By CHRIS DANIELS energy writer
Oil giant BP has signed a deal with independent gas station supplier Gasoline Alley Services (GAS), which could mean 140 stations replacing the green and gold with orange and black.
GAS supplies 35 mostly smaller service stations in New Zealand.
Yesterday's agreement, which requires individual BP station owners to agree to have their operations rebranded, will occur over two years, with BP replacing Caltex as fuel supplier to all GAS stations.
GAS director Phil Murray said the strategy was to avoid competing head-on with the major retailers. The BP deal would ensure it could offer GAS retailers "viable long-term supply agreements".
"We had a goal, aiming for up to 200 stations that would give us national coverage and a higher profile. This just gives us a big leg-up to get to that point and it's likely to happen within the next two years."
BP spokeswoman Diana Stretch said no independent station owners would be forced to move over to GAS.
Stretch said almost all of the 140 BP independent station owners had between a year and 18 months left on their contracts.
The change allowed BP to focus on its "core offers", BP Connect and "2Go", which required significant investment and were higher profile.

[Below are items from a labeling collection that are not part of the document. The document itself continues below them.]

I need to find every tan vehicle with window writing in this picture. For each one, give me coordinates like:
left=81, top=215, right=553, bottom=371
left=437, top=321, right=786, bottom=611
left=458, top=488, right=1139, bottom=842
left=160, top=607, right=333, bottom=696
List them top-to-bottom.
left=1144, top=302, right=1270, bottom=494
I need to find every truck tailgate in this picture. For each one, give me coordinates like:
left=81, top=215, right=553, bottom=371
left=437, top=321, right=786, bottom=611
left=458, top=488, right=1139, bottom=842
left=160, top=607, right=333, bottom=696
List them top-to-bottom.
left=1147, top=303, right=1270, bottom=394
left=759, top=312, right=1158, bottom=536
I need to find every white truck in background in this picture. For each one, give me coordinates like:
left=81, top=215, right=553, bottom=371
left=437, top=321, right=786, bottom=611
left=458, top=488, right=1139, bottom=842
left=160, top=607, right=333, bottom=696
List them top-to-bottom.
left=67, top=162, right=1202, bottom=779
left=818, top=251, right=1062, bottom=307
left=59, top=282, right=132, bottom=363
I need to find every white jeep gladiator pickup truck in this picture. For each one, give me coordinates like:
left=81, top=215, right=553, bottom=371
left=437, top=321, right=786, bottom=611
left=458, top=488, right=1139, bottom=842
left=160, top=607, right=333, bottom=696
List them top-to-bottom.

Independent stations have short-term contracts with the big oil companies, such as BP, which own the tanks and pumps. When these deals come up for renewal, the oil companies can pull out their tanks, leaving a hole in the ground and a big investment needed before any potential competitor can set up shop.

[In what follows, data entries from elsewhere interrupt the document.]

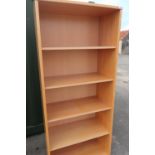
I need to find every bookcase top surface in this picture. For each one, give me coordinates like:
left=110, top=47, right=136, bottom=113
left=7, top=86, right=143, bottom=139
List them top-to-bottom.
left=38, top=0, right=121, bottom=16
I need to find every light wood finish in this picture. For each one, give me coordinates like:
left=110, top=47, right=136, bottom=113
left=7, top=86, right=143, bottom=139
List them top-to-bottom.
left=34, top=0, right=121, bottom=155
left=40, top=0, right=121, bottom=16
left=34, top=1, right=50, bottom=155
left=41, top=13, right=99, bottom=47
left=42, top=46, right=115, bottom=51
left=43, top=50, right=98, bottom=77
left=45, top=73, right=112, bottom=90
left=46, top=84, right=96, bottom=103
left=47, top=97, right=110, bottom=123
left=48, top=113, right=96, bottom=127
left=49, top=118, right=108, bottom=151
left=53, top=140, right=107, bottom=155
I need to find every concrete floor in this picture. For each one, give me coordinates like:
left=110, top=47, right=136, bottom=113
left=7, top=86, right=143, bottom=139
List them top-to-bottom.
left=26, top=55, right=129, bottom=155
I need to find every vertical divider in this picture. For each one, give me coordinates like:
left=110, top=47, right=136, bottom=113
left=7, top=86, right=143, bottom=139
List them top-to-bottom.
left=34, top=0, right=50, bottom=155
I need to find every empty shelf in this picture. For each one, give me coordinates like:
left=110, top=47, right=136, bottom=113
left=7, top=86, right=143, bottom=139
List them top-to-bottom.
left=42, top=46, right=115, bottom=51
left=45, top=73, right=112, bottom=89
left=47, top=97, right=111, bottom=123
left=49, top=118, right=108, bottom=151
left=52, top=140, right=107, bottom=155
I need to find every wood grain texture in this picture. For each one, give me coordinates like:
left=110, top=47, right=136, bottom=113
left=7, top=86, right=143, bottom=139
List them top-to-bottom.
left=35, top=0, right=121, bottom=155
left=40, top=0, right=121, bottom=16
left=34, top=1, right=50, bottom=155
left=42, top=46, right=115, bottom=51
left=43, top=50, right=98, bottom=77
left=45, top=73, right=112, bottom=90
left=46, top=84, right=96, bottom=104
left=47, top=97, right=110, bottom=123
left=49, top=118, right=108, bottom=151
left=53, top=140, right=107, bottom=155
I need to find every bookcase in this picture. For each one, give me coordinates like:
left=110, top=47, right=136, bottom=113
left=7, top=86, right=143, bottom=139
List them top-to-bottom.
left=34, top=0, right=121, bottom=155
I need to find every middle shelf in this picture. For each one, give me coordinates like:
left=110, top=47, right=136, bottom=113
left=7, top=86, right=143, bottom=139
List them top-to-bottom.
left=45, top=73, right=112, bottom=90
left=47, top=97, right=111, bottom=124
left=49, top=118, right=109, bottom=151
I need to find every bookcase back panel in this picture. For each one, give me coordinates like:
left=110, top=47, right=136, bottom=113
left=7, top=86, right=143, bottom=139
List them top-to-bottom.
left=39, top=0, right=118, bottom=16
left=40, top=13, right=99, bottom=47
left=44, top=50, right=98, bottom=77
left=46, top=85, right=96, bottom=103
left=48, top=113, right=96, bottom=127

Some small towns have been hard hit by such decisions, with the big oil companies claiming that potential environmental concerns mean they cannot simply sell the tank to independent station owners.
All GAS owners own their own tanks and pumps and have longer- term supply deals with Gasoline Alley Services. There is no franchise fee or commission, just a deal to supply fuel. Station owners decide what price to charge for the fuel, which is supplied from BP at a discount to Gasoline Alley Services.
Retailers will end up owning the tanks, paying what Murray calls "a minimal cost" for them.
He said there was a need for some new investment for the company, and the hiring of new staff. The deal, essentially a supply situation, did not require a large amount of new money to be spent. Cashflow demands would change, with the "bigger numbers" involved.
The little guy
* Gasoline Alley Services (GAS) was set up in 1999, supplying Caltex fuel to small independent stations.
* The New Zealand-owned company has three shareholders. Its national business manager, Phil Murray, and pricing manager Trevor Wilson own 10 per cent each. Christchurch-based investment company Mead Investments owns 80 per cent.
* It pitches itself at the independent stations, saying it can help remodel and relaunch them in niche markets.